O Ministério Público interpôs recurso de constitucionali-dade dessa decisão, nos termos do artigo 70º, nº 1, alínea a), da Lei nº 28/82, de 15 de Novembro. Em alegações no Tribunal Constitucional, concluiu assim:
'1º - Não constitui matéria própria do sistema fiscal, nos termos do nº 2 do artigo 106º da Constituição da República Portuguesa, o estabelecimento de um regime de cobrança das 'taxas de comercialização e outras imposições parafiscais', a favor do IROMA, através do processo de execução fiscal, tramitado pelos serviços de justiça fiscal.

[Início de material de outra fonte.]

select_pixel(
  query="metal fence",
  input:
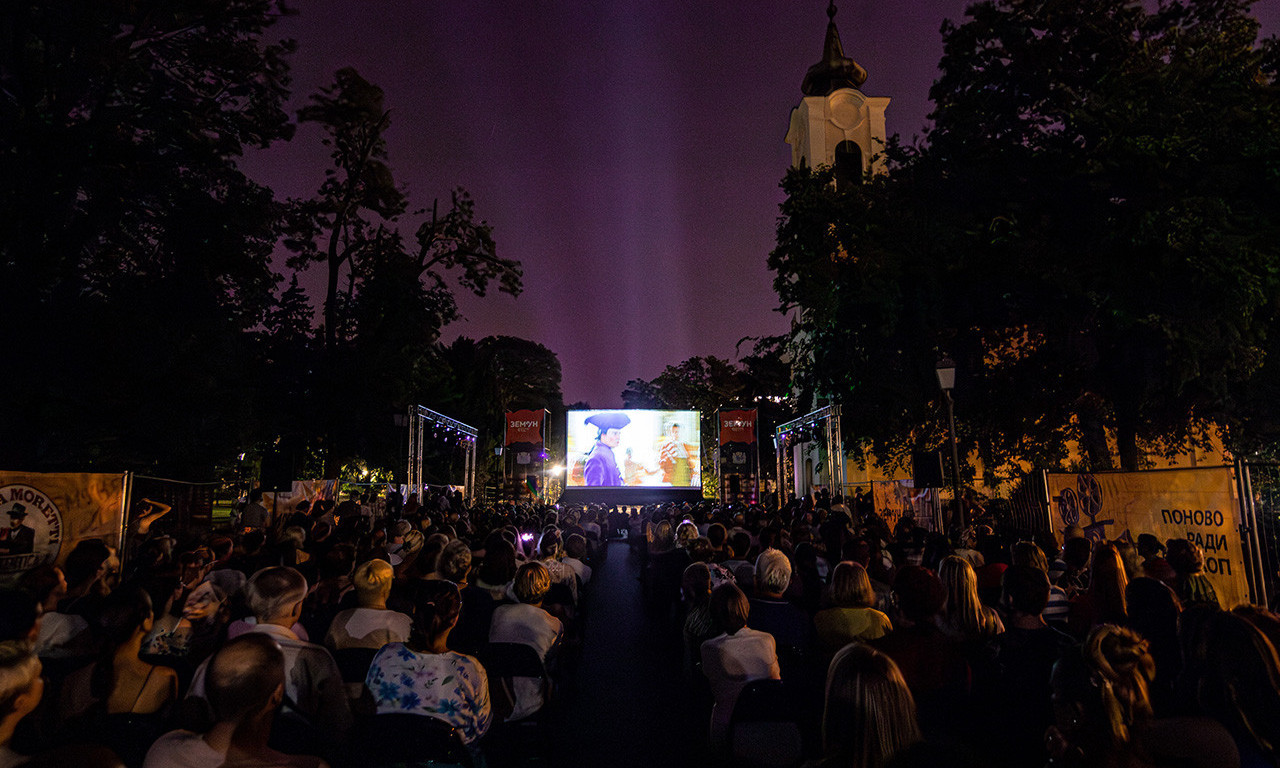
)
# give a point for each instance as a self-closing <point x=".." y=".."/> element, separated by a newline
<point x="1260" y="507"/>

2º - Situa-se no âmbito da reserva de competência
legislativa da Assembleia da República o estabelecimento de um regime que contenda, em termos inovatórios, com a delimitação das competências materiais reservadas às diversas ordens jurisdicionais, no caso aos tribunais judiciais e aos tribunais administrativos e fiscais.
3º - Não implica verdadeira inovação, directamente estabelecida em sede de normas atinentes à 'competência dos tribunais', o simples preenchimento e concretização das cláusulas abertas e conceitos indeterminados, usados pelo Estatuto dos Tribunais Administrativos e Fiscais e pelo Código de Processo Tributário (em estrita consonância com o que estava já prescrito no Código de Processo das Contribuições e Impostos) na determinação da competência executiva dos tribunais tributários de 1ª instância, em termos, para efeitos de cobrança coerciva equiparar às dívidas fiscais do Estado os créditos fiscais de que é titular um instituto público, segundo critério materialmente adequado à natureza da dívida e coincidente com o âmbito da reserva material de competência dos tribunais fiscais, tal como veio a ser definido pelo nº 3 do artigo 214º da Constituição da República Portuguesa (na versão emergente da revisão constitucional de 1989).'
II. A norma do artigo 1º, nº 1, do Decreto-Lei nº 235/88, de 5 de Julho, determina:
'A cobrança coerciva das dívidas ao Iroma provenientes da falta de pagamento de taxas e multas decorrentes da sua actividade, quando não pagas dentro do prazo fixado, far-se-á pelo processo de execução fiscal, através dos serviços de justiça fiscal.'
O Tribunal Constitucional, em vários processos, controlou já a norma transcrita que aqui constitui o objecto do recurso. No acórdão nº 501/97 (D.R., II Série, de 13.01.97), entre outros, decidiu que essa norma não é contrária à Constituição da República [redacção da Lei de Revisão Constitucional de 1989]. Primeiro, retomou a argumentação do acórdão nº 268/97, ao considerar a norma-parâmetro do artigo 168º, nº 1, alínea i), da Constituição:
'Este Tribunal já disse, porém, que o sistema fiscal é um sistema de impostos, não incluindo as taxas ou quaisquer outros tributos[...].
A doutrina também identifica geralmente o sistema fiscal com o sistema de impostos, dele excluindo, por conseguinte, as taxas[...].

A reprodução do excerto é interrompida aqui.